Del resto, la sicurezza e la riservatezza sono vieppiù diventati argomenti di fondamentale importanza in conseguenza delle modalità di tenuta dei registri presso gli uffici giudiziari, e della formazione ordinaria dei fascicolo d’ufficio, entrambi su supporto informatico. Ai sensi dell’art. 12 del D.P.C.M. 123, la cancelleria dovrà procedere alla copia informatica dei documenti che saranno stati depositati su supporto cartaceo, non l’inverso; né è dato capire la portata dell’obbligo, contenuto all’ultimo comma della stessa disposizione, di formazione del fascicolo d’ufficio su supporto cartaceo.

 Dagli interventi che si sono succeduti nel tempo, la intenzione conclamata del Ministero appare quella di onerare i Consigli dell’Ordine dell’accesso alla rete e della identificazione degli utenti; nello svolgimento di tale incombente i Consigli dovranno ovviamente certificare l’abilitazione degli Avvocati, vale a dire attestare con firma digitale che i soggetti sono iscritti e non sottoposti a provvedimenti di sospensione o radiazione.

 Le firme digitali saranno consegnate ai legali rappresentanti dei Consigli entro il prossimo mese di ottobre.

Tuttavia, l’assunzione da parte dei Consigli dell’Ordine dell’onere di consentire l’accesso degli utenti alla rete e di identificarli, ha delle ricadute pesanti nei confronti dei Consigli stessi in termini di responsabilità ed oneri economici, che non sono giustificati, né da esigenze di architettura del sistema, né da funzioni istituzionali proprie, né, infine, da concreti provvedimenti di carattere economico; in altre parole, non c’è alcuna ragione per la quale i Consigli dell’Ordine dovrebbero togliere le castagne dal fuoco al Ministero della Giustizia, e farsi carico di impegni che certamente non sono i loro.

La confusione tra l’attestazione della abilitazione professionale e l’identificazione dell’utente, costituisce il tentativo di scaricare a valle, vale a dire proprio sui Consigli, la risoluzione di problematiche che allo stato renderebbero assai arduo il rispetto del termine del 2 gennaio 2002 per l’entrata in vigore del processo civile telematico.

Ci si doveva pensare prima, piuttosto che improvvisare convergenze con soggetti il cui scopo è quello pubblicamente dichiarato di rispondere alle esigenze di bilancio di una società per azioni, totalmente controllata, peraltro, da un’azienda di certificazione di firma digitale.

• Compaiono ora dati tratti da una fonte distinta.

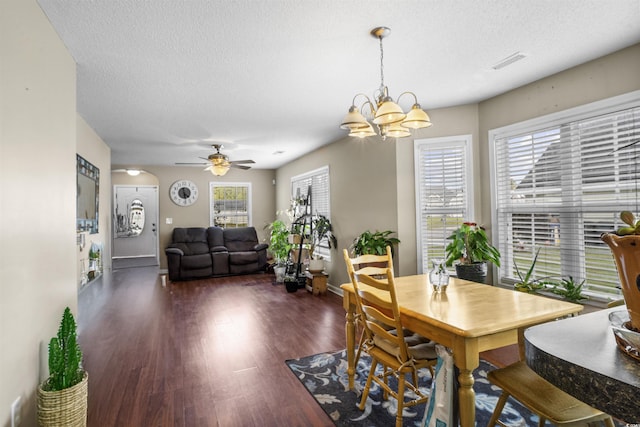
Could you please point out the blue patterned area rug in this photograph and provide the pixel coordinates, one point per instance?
(324, 375)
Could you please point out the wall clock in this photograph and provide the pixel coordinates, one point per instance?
(183, 192)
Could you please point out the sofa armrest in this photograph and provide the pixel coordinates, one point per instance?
(260, 247)
(174, 251)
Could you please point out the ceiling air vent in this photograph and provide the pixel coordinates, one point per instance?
(509, 60)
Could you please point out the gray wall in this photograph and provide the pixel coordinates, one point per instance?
(372, 182)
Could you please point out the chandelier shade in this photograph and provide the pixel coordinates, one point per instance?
(389, 117)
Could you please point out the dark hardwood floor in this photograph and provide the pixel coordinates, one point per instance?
(206, 352)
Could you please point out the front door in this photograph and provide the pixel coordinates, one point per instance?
(135, 225)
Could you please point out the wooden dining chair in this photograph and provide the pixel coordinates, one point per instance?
(542, 398)
(372, 265)
(399, 351)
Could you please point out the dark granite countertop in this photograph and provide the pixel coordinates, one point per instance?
(580, 356)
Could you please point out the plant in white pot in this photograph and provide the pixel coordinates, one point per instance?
(470, 250)
(321, 230)
(62, 398)
(279, 246)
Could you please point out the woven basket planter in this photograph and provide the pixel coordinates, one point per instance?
(64, 408)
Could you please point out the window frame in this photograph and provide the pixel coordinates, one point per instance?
(562, 121)
(322, 172)
(464, 141)
(214, 184)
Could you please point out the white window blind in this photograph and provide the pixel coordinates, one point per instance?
(559, 186)
(443, 193)
(318, 181)
(230, 204)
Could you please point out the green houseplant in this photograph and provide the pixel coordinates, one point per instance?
(279, 246)
(321, 230)
(470, 250)
(527, 283)
(569, 289)
(624, 244)
(62, 398)
(374, 243)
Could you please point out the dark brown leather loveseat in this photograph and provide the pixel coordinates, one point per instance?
(198, 252)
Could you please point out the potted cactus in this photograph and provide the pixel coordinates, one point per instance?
(625, 247)
(62, 398)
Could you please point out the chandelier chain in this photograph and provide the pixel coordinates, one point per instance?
(381, 66)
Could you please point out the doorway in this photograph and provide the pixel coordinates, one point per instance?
(135, 226)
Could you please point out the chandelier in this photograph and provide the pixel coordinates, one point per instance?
(384, 112)
(220, 164)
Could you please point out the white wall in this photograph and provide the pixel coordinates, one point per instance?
(37, 197)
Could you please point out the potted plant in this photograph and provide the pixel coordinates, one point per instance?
(321, 230)
(624, 244)
(62, 398)
(527, 283)
(470, 250)
(374, 243)
(569, 289)
(279, 246)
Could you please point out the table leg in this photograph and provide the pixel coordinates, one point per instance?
(467, 358)
(467, 398)
(350, 330)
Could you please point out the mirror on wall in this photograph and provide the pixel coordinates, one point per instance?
(88, 184)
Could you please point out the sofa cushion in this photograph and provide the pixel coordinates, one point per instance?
(194, 262)
(242, 258)
(215, 237)
(240, 239)
(191, 241)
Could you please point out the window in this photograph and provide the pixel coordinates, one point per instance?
(560, 182)
(230, 204)
(444, 199)
(318, 181)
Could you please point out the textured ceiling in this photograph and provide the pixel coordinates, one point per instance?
(162, 80)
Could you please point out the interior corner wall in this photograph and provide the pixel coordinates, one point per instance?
(37, 198)
(362, 186)
(602, 78)
(90, 146)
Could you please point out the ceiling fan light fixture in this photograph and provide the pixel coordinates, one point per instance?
(219, 170)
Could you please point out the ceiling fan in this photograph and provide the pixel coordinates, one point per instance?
(219, 164)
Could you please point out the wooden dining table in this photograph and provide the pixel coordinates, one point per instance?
(468, 318)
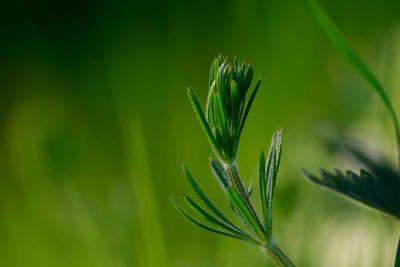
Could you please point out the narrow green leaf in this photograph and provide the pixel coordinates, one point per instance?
(250, 190)
(245, 212)
(273, 162)
(220, 173)
(339, 41)
(263, 186)
(246, 112)
(199, 112)
(211, 219)
(204, 197)
(185, 214)
(397, 261)
(278, 151)
(269, 188)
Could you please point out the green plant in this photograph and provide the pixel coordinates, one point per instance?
(379, 187)
(225, 115)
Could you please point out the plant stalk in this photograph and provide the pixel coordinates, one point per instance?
(234, 177)
(277, 255)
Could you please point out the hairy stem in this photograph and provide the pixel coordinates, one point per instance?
(277, 255)
(234, 177)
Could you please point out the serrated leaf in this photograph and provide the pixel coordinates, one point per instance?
(245, 212)
(211, 219)
(204, 197)
(190, 218)
(381, 193)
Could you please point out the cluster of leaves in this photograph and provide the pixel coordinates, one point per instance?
(260, 234)
(226, 109)
(226, 112)
(379, 187)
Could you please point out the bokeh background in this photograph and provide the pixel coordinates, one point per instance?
(95, 122)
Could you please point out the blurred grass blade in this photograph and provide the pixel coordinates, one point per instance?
(211, 219)
(204, 197)
(220, 173)
(151, 238)
(397, 261)
(185, 214)
(339, 41)
(199, 112)
(244, 211)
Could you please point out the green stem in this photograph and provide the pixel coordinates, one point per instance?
(397, 260)
(277, 255)
(234, 177)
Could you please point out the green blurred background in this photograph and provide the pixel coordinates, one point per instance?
(95, 122)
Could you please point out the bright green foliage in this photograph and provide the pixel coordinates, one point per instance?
(380, 186)
(226, 109)
(226, 112)
(338, 40)
(397, 262)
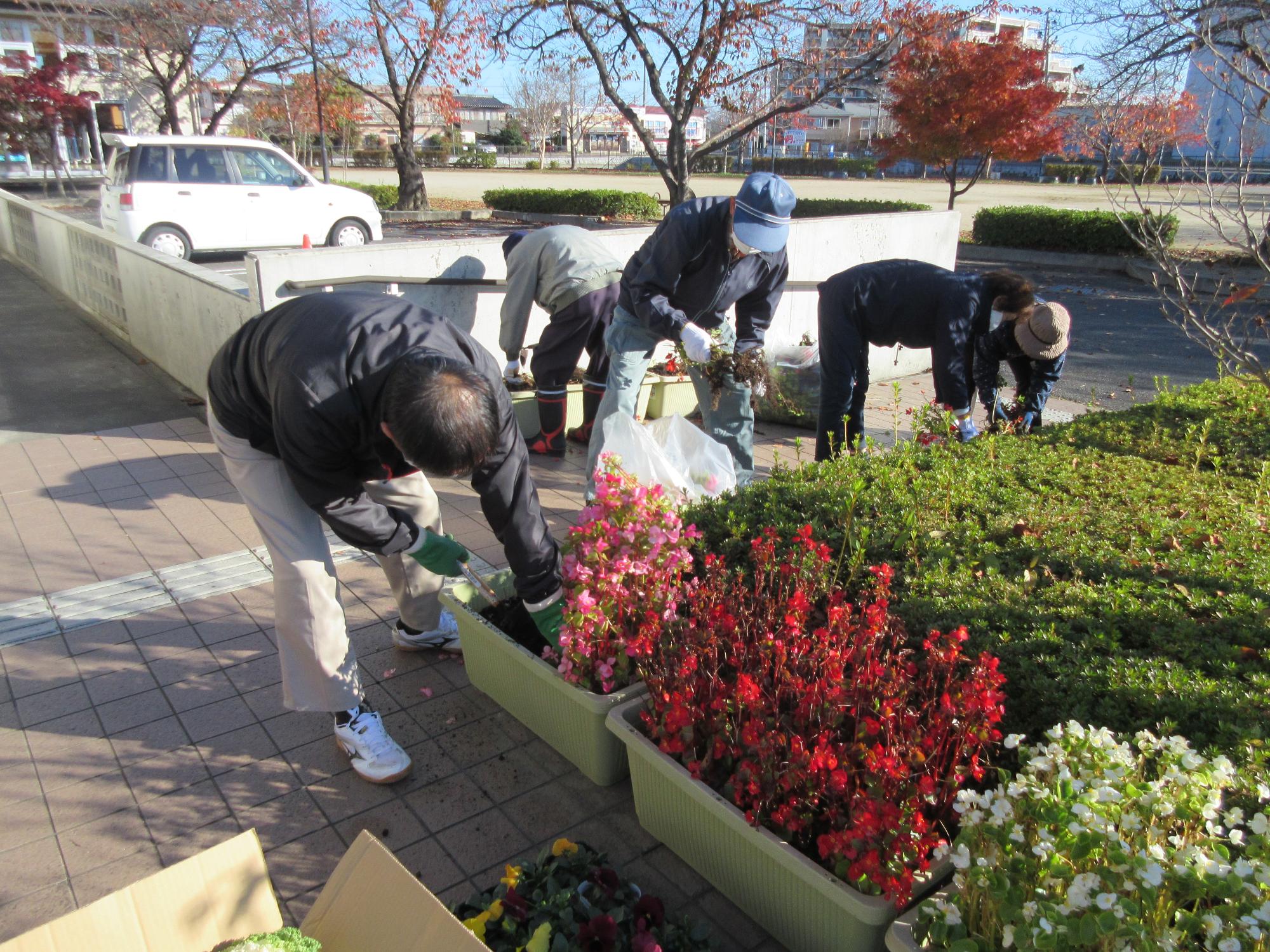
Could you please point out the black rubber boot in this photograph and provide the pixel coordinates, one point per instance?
(552, 416)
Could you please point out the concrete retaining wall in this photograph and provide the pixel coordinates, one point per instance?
(819, 248)
(175, 313)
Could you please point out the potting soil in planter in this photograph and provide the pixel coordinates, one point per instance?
(514, 620)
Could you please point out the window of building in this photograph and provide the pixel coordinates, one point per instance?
(200, 166)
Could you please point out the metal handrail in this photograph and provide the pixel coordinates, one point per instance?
(479, 284)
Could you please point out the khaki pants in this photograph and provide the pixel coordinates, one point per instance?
(319, 668)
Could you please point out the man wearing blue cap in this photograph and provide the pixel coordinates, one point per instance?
(707, 256)
(570, 274)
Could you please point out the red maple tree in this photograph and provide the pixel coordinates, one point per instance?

Inoltre, il piano di E-government, che forse consentirebbe di racimolare qualche centinaio di milioni per i Consigli dell’Ordine, prevede un’architettura di sistema completamente diversa: un’Amministrazione di front-office che, all’atto dell’accesso dell’utente, reperisce le informazioni necessarie presso le banche dati delle ammnistrazioni di back-office.

In altre parole, i Consigli dell’Ordine potrebbero limitarsi a rendere disponibile l’elenco aggiornato degli iscritti all’albo, finanziandosi attraverso fondi pubblici, declinando responsabilità che non sono di loro competenza, risparmiando investimenti rilevanti per infrastrutture hardware e software, per la formazione di personale specializzato.
Né possiamo ignorare che tali investimenti, in ipotesi, finirebbero ingiustificatamente per gravare sui singoli professionisti.

E’ di fondamentale importanza che sia reclamata nettamente, da parte di tutte le Istituzioni dell’Avvocatura, e prima dell’adozione di un provvedimento che potrebbe avere ricadute così pesanti, l’affermazione del principio di concertazione dei provvedimenti normativi e regolamentari in materia, e specificamente di quelli che riguardano direttamente l’Avvocatura.

Con i migliori auguri per il Suo importante contributo alla divulgazione delle idee, Le invio i più cordiali saluti.


Avv. Mario Savini
Presidente della Associazione Avvocati in rete.